Actualité juridique du 16 au 22 novembre 2020

Sécurité intérieure, politique de santé et politique environnementale sont les thèmes retenus par Le Petit Juriste cette semaine. Nous vous en souhaitons une bonne lecture ! 

La sécurité intérieure a enfin son livre blanc

Lundi 16 novembre, le livre blanc de la sécurité intérieure a été publié. Il réunit près de deux-cents propositions, et s’articule autour de quatre objectifs : renouveler le pacte de protection et de sécurité, et renouveler les ressources nécessaires à cet objectif ; garantir l’efficacité de l’action des forces de sécurité intérieure, et assurer la cohérence de leurs actions.

Une nouveauté tient à l’intégration des sapeurs-pompiers dans le pacte de protection et de sécurité. Cependant, et comme l’a souligné le Ministre de l’Intérieur, ce livre blanc ne permet de poser que des orientations. On peut imaginer qu’une faible partie de celles-ci aboutira à des actions concrètes. Par ailleurs, certains regrettent déjà la faiblesse des mesures soutenant la police municipale.

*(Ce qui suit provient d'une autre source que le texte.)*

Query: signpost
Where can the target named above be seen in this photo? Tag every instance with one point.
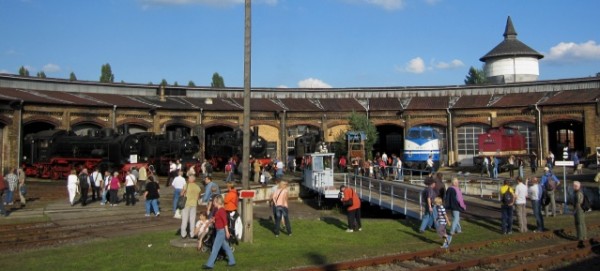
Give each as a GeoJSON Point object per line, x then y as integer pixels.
{"type": "Point", "coordinates": [565, 164]}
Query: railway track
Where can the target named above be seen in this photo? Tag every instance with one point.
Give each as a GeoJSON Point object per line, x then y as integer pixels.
{"type": "Point", "coordinates": [19, 237]}
{"type": "Point", "coordinates": [515, 252]}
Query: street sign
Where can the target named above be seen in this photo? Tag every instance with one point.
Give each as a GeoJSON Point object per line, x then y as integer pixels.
{"type": "Point", "coordinates": [564, 163]}
{"type": "Point", "coordinates": [247, 194]}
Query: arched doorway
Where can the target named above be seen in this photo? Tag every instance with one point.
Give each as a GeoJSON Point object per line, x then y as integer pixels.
{"type": "Point", "coordinates": [390, 140]}
{"type": "Point", "coordinates": [132, 128]}
{"type": "Point", "coordinates": [37, 126]}
{"type": "Point", "coordinates": [220, 144]}
{"type": "Point", "coordinates": [176, 131]}
{"type": "Point", "coordinates": [468, 142]}
{"type": "Point", "coordinates": [302, 139]}
{"type": "Point", "coordinates": [565, 133]}
{"type": "Point", "coordinates": [442, 131]}
{"type": "Point", "coordinates": [85, 129]}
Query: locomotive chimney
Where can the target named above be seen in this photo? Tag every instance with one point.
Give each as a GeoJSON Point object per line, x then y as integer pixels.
{"type": "Point", "coordinates": [162, 94]}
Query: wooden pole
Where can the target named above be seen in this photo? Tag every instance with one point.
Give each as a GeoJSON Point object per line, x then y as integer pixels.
{"type": "Point", "coordinates": [247, 203]}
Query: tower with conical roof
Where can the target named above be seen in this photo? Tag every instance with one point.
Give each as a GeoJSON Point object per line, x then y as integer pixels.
{"type": "Point", "coordinates": [511, 61]}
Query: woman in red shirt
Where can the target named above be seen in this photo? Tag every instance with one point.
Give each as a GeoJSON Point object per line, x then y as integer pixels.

Les acteurs de la commande publique ont désormais leur « clausier vert »

Mardi 17 novembre, le Centre de développement des éco-entreprises (CD2E) a révélé un « clausier vert », reprenant moult clauses environnementales, qui doit permettre aux acheteurs d’en insérer dans leurs consultations. Chaque clause est accompagnée d’un descriptif. Ce dernier attire la vigilance des acheteurs notamment sur l’articulation des clauses. Participatif, ce clausier repose totalement sur l’idée de mutualisation des achats.

La Cour des compte milite pour une concertation en matière de finances publiques

Mercredi 18 novembre, la Cour des comptes a publié un rapport dans lequel elle appelle à l’élaboration d’une « trajectoire de redressement structurel des finances publiques ». Pour ce faire, elle plaide pour une concertation des administrations publiques. Dans ce cadre, elle propose de refonder la conférence nationale des finances publiques. Cette dernière serait un moyen efficace de déterminer les objectifs de recettes et de dépenses de chacun.

Selon la Cour, les efforts budgétaires sont inégaux et doivent être mieux répartis. Elle appelle aussi à simplifier certains impôts, comme la TVA, avec les lois de programmation. En ce sens, elle recommande de créer une nouvelle composante du budget étatique. Celle-ci rassemblerait l’ensemble des concours versés aux collectivités territoriales. Fondée sur une idée de dialogue entre l’Etat et les collectivités territoriales, elle pourrait, en outre, préciser la stratégie et les objectifs de ces acteurs.

Une ordonnance précise les missions des ARS

Une ordonnance du 18 novembre précise les missions des agences régionales de santé (ARS) et apporte plusieurs simplifications à leur fonctionnement. Composée de six articles, elle simplifie les contrats pluriannuels d’objectifs et de moyens (CPOM). Désormais, ils devront déterminer les objectifs stratégiques des établissements de santé, en se fondant sur le projet régional de santé, et les plans nationaux de santé.

Ensuite, l’ordonnance soumet les établissements médicosociaux à une obligation de signalement d’incidents des systèmes d’information. Leur régime s’aligne ainsi sur celui des établissements de soins. Par ailleurs, en matière d’éducation thérapeutique, le régime de déclaration remplacera celui d’autorisation.

Le Conseil d’Etat donne au gouvernement trois mois pour justifier ses émissions de gaz à effet de serre

Lors de la signature de l’accord de Paris sur le climat du 12 décembre 2015, l’Union européenne s’est engagée à lutter contre le dérèglement climatique. Pour ce faire, ses Etats membres ont décidé de réduire leurs émissions de 30 % par rapport à 2005 d’ici à 2030. La France, elle, a décidé de les réduire de 40 % par rapport à 1990.

La commune de Grande-Synthe a saisi le Conseil d’État pour que le Gouvernement prenne des mesures supplémentaires pour respecter ces objectifs.

Avant tout, les Sages ont précisé que les objectifs de chaque Etat doivent être lus à la lumière des accords internationaux. Puis, ils ont relevé que la France a régulièrement dépassé les plafonds d’émissions qu’elle s’était fixés. Avant de statuer définitivement sur la requête, le Conseil d’État, dans un arrêt en date du 19 novembre 2020, a demandé au Gouvernement de justifier, dans un délai de trois mois, que son refus de prendre des mesures complémentaires est compatible avec le respect de la trajectoire de réduction choisie pour atteindre les objectifs fixés pour 2030.